The mobile eye clinic vehicles are fully equipped with examination equipment including ophthalmoscope, retinoscope, autorefractor, slit lamp, tonometer, phoropter, vision chart screen and A-Scan.

This empowers the attending optometrist and assistants to prescribe spectacles, book for cataract surgery in our operating theatre and also refer to the on call ophthalmologist for any urgent treatment.

We also have reading glasses to give immediately and frames for prescription spectacles to be ordered.

Annual targets:

  • Screen a minimum of 10000 people from the area for eye conditions; (Zithulele and Canzibe)
  • Treat 8000 primary eye complaints;
  • Fully assess refractive errors, and distribute a minimum of 4000 pairs of glasses;
  • Screen formally for cataracts, and keep records of everyone who will require surgery immediately or at some later stage.

School screening

This programme screens learners for visual acuity, depth perception and refractive correction, and is conducted at schools. The aim is that no learner in the KSD and Nyandeni local municipalities is to be disadvantaged due to visual impairment.

We commenced this programme of screening school learners for refractive and medical problems in 2015, and it has enabled those learners who required spectacles, to obtain them without the need to visit a clinic. We expanded this programme to Nyandeni Municipality (Canzibe Hospital from January, 2018)

Annual targets:

  • To screen 16 000 learners to identify any visual impairment and to arrange interventions where necessary, so that each child in the area has a maximum chance of excelling in their education.
  • To prescribe and dispense spectacles where needed, as well as examine those who require any other treatment such as for squints , allergies or infections and see that this is carried out and followed up, with the educators supervision.

Cataract surgeries

The Grace Vision facility at Zithulele Hospital includes a specially designed surgery, office space and accommodation, where low-cost, high-volume yet highly efficient cataract surgeries are performed.
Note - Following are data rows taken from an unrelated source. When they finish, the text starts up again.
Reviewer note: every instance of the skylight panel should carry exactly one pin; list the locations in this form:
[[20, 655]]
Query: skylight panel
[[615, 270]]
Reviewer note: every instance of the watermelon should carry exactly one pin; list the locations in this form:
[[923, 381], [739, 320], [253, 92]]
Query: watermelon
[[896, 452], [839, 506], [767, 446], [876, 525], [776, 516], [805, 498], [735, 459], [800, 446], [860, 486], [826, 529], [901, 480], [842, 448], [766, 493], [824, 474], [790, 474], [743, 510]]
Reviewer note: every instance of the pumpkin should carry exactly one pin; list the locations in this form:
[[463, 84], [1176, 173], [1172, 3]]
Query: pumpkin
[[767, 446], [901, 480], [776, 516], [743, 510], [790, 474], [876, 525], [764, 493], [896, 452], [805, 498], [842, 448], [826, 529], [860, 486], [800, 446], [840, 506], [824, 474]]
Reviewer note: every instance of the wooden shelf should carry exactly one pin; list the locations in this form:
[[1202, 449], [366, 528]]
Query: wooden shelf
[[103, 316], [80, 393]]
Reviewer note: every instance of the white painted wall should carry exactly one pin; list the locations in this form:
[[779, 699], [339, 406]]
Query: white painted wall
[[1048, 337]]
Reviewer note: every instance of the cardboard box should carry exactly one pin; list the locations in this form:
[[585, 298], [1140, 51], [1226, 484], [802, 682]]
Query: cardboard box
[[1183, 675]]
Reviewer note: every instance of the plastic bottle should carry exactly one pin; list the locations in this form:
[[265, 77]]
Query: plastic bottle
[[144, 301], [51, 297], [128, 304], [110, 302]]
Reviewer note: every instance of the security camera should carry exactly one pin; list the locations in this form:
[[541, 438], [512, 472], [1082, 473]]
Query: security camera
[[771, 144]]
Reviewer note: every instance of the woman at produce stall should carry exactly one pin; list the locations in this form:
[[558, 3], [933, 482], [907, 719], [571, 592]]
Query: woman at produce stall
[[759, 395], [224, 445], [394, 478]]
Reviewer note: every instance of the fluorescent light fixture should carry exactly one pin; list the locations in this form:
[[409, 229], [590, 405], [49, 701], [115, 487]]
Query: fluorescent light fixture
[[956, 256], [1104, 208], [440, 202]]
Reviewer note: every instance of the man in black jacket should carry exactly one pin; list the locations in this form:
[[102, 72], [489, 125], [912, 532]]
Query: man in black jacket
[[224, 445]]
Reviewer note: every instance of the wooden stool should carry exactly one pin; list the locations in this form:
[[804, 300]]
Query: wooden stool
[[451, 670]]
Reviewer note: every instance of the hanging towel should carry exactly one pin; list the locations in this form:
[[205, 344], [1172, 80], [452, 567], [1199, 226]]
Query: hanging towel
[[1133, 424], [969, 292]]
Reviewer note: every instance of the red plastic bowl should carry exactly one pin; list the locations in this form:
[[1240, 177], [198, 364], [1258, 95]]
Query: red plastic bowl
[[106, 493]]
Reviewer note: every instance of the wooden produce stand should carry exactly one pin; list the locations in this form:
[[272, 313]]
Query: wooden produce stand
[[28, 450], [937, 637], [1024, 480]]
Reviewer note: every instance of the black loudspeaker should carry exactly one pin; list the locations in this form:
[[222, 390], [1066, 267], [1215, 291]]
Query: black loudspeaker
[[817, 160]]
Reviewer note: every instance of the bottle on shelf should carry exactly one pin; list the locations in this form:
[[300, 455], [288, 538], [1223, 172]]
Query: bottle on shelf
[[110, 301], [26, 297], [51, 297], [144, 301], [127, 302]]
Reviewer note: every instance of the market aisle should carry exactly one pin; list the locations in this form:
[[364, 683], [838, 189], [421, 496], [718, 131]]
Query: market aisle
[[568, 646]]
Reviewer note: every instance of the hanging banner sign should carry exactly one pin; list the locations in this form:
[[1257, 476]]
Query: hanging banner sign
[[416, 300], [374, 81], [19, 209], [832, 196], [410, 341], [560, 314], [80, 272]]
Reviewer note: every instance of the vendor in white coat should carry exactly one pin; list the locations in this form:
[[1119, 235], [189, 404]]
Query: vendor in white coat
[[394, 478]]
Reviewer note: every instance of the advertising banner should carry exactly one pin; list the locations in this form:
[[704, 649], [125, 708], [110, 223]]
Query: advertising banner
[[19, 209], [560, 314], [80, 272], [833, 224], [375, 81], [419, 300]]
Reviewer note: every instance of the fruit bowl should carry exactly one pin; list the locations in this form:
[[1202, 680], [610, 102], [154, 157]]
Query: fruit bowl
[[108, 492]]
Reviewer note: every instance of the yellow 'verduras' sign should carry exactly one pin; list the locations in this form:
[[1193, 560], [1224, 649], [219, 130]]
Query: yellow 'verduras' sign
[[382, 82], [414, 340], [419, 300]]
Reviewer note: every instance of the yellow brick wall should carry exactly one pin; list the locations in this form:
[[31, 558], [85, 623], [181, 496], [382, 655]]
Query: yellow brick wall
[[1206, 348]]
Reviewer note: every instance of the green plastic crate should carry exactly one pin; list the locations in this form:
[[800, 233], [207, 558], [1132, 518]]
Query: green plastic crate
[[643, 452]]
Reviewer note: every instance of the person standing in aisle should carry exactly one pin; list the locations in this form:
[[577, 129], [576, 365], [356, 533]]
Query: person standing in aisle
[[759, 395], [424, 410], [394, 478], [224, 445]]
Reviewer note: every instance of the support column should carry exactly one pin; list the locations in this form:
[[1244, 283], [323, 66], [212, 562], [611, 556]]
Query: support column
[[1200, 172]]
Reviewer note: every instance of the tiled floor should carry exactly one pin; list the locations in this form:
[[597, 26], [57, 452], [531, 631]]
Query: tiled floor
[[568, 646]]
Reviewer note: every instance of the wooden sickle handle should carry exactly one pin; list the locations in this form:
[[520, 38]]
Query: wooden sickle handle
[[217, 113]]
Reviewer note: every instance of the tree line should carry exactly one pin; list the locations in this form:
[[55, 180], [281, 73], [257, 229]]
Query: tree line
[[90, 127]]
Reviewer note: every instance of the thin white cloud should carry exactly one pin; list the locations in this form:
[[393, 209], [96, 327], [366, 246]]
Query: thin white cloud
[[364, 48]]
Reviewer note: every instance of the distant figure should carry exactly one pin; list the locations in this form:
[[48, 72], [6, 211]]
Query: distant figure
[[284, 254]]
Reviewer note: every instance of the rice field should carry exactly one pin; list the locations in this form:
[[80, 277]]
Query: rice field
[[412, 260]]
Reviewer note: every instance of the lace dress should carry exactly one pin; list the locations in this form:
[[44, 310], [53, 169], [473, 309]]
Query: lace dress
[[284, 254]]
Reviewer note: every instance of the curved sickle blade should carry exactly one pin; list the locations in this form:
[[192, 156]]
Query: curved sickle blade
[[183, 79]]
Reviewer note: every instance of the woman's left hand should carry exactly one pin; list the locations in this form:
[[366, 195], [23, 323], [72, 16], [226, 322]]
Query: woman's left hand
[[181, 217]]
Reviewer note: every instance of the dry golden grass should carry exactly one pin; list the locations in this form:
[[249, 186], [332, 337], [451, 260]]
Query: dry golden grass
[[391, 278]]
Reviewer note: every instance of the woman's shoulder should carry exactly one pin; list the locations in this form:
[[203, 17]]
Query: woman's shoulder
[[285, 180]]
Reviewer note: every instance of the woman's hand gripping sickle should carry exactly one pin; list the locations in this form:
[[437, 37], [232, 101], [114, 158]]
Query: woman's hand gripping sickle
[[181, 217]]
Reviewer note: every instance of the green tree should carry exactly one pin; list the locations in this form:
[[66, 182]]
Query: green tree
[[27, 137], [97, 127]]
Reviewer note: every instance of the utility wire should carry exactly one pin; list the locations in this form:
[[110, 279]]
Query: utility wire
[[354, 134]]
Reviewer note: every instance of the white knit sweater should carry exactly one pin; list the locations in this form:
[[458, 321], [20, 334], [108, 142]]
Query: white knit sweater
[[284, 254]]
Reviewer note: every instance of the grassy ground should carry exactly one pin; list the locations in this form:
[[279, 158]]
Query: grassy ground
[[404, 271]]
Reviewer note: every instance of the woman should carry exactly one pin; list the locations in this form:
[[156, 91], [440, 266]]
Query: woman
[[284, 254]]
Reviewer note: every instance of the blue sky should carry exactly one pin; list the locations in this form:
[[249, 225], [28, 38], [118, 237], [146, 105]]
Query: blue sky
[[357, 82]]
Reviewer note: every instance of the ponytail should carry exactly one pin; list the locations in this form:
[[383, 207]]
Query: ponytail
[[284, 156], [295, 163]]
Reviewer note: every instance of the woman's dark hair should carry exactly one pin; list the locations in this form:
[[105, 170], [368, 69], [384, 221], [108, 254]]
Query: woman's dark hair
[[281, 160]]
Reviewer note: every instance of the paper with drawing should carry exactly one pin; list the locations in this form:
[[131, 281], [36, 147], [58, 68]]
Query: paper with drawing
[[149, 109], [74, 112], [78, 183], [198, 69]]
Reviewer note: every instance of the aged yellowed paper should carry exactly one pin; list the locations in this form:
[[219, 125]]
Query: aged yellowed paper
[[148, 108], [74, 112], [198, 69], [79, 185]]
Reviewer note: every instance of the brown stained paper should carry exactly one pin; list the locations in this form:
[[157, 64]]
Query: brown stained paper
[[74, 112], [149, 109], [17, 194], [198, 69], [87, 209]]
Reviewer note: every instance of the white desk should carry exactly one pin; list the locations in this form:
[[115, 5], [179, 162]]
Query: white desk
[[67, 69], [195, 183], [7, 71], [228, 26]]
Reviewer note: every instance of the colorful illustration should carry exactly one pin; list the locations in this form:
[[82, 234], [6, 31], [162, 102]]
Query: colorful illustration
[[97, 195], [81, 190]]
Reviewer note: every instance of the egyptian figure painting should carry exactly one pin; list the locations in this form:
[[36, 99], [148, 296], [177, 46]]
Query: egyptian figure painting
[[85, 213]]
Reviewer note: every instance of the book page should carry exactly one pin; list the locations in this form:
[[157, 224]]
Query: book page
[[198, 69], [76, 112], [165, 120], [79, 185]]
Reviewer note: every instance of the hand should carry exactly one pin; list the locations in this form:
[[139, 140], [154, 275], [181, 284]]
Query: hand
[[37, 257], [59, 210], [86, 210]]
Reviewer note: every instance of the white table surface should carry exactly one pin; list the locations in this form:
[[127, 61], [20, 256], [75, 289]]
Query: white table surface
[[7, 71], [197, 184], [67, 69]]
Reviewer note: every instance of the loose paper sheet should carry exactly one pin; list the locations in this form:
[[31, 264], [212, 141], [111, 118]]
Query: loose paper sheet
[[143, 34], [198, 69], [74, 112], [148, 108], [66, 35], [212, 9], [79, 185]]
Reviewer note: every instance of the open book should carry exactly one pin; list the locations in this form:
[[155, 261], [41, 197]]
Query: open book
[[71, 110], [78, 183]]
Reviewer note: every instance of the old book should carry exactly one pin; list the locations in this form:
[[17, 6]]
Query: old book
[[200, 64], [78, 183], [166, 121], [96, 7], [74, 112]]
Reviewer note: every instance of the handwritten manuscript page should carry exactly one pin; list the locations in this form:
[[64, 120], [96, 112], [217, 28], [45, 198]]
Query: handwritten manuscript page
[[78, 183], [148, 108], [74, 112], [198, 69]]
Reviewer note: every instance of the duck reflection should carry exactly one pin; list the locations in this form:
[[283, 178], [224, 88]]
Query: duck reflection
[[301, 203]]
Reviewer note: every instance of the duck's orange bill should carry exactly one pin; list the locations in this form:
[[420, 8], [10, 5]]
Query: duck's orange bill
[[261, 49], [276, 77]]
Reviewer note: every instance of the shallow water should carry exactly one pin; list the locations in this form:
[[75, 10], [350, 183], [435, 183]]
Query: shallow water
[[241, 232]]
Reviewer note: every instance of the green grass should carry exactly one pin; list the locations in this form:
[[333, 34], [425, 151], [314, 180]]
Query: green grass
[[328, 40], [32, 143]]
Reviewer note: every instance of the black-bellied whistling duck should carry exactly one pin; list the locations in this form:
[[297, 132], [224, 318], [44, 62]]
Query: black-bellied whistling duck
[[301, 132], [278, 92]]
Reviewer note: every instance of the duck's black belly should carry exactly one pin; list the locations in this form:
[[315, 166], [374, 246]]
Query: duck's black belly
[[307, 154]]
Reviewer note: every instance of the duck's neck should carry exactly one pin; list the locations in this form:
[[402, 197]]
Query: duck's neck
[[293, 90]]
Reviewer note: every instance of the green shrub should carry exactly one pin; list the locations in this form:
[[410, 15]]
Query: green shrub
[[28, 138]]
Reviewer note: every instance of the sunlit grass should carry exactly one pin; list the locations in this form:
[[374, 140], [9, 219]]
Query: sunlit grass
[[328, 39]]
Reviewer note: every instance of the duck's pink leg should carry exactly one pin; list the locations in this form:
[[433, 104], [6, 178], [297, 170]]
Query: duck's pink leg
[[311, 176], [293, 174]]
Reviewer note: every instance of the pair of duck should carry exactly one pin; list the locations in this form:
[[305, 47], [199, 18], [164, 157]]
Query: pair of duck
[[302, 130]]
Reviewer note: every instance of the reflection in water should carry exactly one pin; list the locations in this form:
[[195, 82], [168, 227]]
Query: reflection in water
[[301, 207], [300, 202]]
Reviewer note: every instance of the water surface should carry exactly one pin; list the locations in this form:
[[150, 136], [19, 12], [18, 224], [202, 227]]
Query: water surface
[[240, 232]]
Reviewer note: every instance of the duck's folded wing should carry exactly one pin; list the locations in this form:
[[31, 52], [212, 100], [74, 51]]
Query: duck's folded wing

The technique we use, known as “Manual Small Incision Cataract Surgery” (MSICS), enables our surgeons to perform a minimum of 20 cataract surgeries per day, per surgeon. This is significantly higher than South African norms and is well on the way to the “WHO 2020” target of the World Health Organisation.

Annual targets:

  • To perform cataract surgery on every patient whose condition falls within the cataract surgery requirement, within 3 months of the diagnosis.